This notebook investigates performance parallelizing scikit-image operations. We find that Dask provides a very small speedup, despite consuming 400% CPU. We benchmark various components of the computation and find that we are likely bound by something other than CPU processing, like memory access.
This work was done in collaboration with the following scikit-image developers at the SciPy 2017 sprints
This data is courtesy of Emmanuelle Gouillart: 250MB download
import numpy as np
dat = np.fromfile('Al8Cu_1000_g13_t4_200_250.vol',
dtype=np.float32).reshape((50, 1104, 1104))
dat /= abs(dat).max()
dat.shape
(50, 1104, 1104)
%matplotlib inline
import matplotlib.pyplot as plt
fig = plt.figure(figsize=(10, 10))
plt.imshow(dat[40, :, :], cmap='gray')
<matplotlib.image.AxesImage at 0x7f55f84ff710>
Lets look at a common operation, smoothing the image with a gaussian filter. We find that calling this normally on the image takes around 2.5 seconds.
import skimage.filters
%time _ = skimage.filters.gaussian(dat, sigma=3)
CPU times: user 2.24 s, sys: 64 ms, total: 2.3 s Wall time: 2.3 s
We split this array into four chunks in the large spatial dimensions, leaving the short dimension (50) full.
We then map the skimage.filters.gaussian
function on each block, providing an overlap of 9, which should provide enough space for the gaussian filter to be smooth over chunk transitions.
import dask.array as da
%%time
x = da.from_array(dat, chunks=(50, dat.shape[1] // 2, dat.shape[2] // 2), name=False)
y = x.map_overlap(skimage.filters.gaussian, depth=9, sigma=3, boundary='none')

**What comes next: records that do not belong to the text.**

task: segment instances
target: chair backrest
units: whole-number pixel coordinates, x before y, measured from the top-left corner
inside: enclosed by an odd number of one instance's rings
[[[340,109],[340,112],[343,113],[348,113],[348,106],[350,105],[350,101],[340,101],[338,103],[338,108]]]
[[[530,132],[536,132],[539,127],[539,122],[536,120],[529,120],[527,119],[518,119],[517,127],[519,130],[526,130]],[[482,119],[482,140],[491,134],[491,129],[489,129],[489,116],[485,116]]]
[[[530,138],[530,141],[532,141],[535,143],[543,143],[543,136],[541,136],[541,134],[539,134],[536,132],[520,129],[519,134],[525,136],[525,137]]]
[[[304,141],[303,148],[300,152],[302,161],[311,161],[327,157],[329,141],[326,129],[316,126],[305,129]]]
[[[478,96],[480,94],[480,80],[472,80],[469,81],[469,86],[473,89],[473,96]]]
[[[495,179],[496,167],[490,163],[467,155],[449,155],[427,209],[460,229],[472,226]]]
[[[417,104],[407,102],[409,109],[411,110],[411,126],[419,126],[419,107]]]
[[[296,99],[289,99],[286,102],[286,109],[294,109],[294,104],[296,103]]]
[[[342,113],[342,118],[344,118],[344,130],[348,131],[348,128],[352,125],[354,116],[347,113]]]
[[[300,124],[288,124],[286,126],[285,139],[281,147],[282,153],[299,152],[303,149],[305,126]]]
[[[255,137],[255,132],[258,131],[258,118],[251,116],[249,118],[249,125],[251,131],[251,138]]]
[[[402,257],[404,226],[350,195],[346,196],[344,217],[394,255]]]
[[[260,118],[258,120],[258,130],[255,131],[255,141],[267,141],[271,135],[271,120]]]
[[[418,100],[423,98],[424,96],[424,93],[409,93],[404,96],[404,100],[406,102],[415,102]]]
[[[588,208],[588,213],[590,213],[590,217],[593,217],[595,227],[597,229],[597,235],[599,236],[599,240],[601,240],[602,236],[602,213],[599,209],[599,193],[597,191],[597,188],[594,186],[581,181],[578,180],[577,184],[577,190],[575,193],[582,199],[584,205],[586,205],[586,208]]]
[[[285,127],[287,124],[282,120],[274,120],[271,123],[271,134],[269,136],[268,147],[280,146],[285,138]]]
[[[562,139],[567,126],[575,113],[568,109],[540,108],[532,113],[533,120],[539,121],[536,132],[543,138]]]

CPU times: user 4 ms, sys: 0 ns, total: 4 ms Wall time: 5.18 ms
y
dask.array<trim, shape=(50, 1104, 1104), dtype=float64, chunksize=(50, 552, 552)>
%time _ = y.compute()
CPU times: user 5.49 s, sys: 668 ms, total: 6.16 s Wall time: 1.94 s
We see a modest speedup (20-30%) which is far below the 300% speedup we might expect on our four-core machine.
The rest of this notebook tries to identify the burdens involved in this computation.
%%time
x = da.from_array(dat, chunks=(50, dat.shape[1] // 2, dat.shape[2] // 2), name=False)
y = x.map_overlap(skimage.filters.gaussian, depth=9, sigma=3, boundary='none')
CPU times: user 4 ms, sys: 0 ns, total: 4 ms Wall time: 6.46 ms
There are about 100 tasks for four chunks. We can probably bring this down.
len(y.dask)
109
y.visualize(optimize_graph=True)
The dask.array.map_overlap
function (which is the main component of skimage.apply_parallel
) does a fair amount of getitem and np.concatenate
calls. These can be wasteful. Lets benchmark with a simple no-op computation.
%%time
x = da.from_array(dat, chunks=(50, dat.shape[1] // 2, dat.shape[2] // 2), name=False)
# y = x.map_overlap(skimage.filters.gaussian, depth=9, sigma=3, boundary='none')
y = x.map_overlap(lambda x: x, depth=9, boundary='none')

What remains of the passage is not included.